Another paper of note, that of Guido vanden Wyngaerd, ‘Aspects of (un)boundedness’ (77–102), examines resultative secondary predicates (especially adjectival predicates) and shows that they have a boundedness requirement because they are measures for the event rather than an end point to the activity of a verb.

Two interesting papers deal with connectives—that of Sophie Aslanides, ‘The linguistic expression of a semantic relation’ (175–88), and Rosalind Dilys, ‘Reference values in present-tense when-clauses’ (189–208). The first elaborates on a taxonomy of connectives of simultaneity in French while the second demonstrates that the English when acts as an aspectualizer, imparting a perfective format to a when-clause situation.

The paper by Jean-Christophe Pitavy, ‘Tell me, Socrates…’ (149–73), also has to do with connective particles and adverbials, this time with regard to the aspectual opposition between aorist and present in the invitation to speak formulas in the Greek of Plato’s dialogues. Pitavy argues that the aorist is used to mark a new agent or a change in process while the present is used to emphasize continuity.

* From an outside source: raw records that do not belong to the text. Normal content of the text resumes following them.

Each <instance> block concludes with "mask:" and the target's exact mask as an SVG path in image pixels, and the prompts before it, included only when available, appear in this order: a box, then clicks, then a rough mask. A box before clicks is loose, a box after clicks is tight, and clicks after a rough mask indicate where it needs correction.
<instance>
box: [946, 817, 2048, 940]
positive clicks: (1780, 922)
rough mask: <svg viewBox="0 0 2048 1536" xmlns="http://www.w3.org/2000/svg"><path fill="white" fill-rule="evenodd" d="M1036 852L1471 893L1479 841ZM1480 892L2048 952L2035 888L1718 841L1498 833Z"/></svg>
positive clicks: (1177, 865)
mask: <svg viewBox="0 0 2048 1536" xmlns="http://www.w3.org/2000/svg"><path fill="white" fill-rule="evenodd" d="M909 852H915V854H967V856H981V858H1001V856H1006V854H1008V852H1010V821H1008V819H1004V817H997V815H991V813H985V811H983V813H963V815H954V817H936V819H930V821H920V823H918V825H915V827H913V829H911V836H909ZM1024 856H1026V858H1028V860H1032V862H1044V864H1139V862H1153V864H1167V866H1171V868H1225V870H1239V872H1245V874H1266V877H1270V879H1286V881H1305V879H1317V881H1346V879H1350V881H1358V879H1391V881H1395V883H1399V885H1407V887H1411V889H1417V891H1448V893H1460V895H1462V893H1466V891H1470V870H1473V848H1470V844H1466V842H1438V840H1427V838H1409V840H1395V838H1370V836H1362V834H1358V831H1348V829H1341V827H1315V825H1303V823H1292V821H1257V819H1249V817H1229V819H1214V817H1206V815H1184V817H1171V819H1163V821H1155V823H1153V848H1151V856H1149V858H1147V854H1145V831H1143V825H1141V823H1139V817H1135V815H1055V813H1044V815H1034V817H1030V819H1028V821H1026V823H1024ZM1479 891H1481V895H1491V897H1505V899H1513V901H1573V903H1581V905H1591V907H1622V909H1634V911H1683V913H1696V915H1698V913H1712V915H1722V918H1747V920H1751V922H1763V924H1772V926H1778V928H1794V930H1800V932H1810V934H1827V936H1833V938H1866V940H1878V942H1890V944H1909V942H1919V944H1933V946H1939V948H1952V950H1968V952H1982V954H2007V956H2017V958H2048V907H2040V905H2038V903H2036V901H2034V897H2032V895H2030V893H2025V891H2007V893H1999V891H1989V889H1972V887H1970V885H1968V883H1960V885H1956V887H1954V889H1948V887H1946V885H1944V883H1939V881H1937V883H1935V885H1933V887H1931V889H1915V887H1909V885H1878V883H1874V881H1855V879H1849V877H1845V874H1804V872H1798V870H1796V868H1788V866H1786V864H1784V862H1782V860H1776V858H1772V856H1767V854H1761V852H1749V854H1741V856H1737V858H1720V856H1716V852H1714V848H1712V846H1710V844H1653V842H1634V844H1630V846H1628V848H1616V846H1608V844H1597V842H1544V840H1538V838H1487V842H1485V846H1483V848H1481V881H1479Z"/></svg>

The final paper, ‘The referentiality of tenses’ by Theo A. J. M. Janssen (209–26), is a fitting conclusion to the volume in that it brings the importance of context to a non-time based interpretation of tenses. Janssen argues that tenses in English and Dutch do not convey temporal information by nature, but they ‘locate a situation within a frame of reference in relation to a vantage point’ (211); for example, present and past tense morphemes signal ‘verb-in-THIS-context-of-situation’, and ‘verb-in-THAT-context-of-situation’, respectively.

As is the usual practice for this annual publication, [End Page 382] each paper is preceded by an abstract and concluded with notes and references, but there is no general bibliography or index.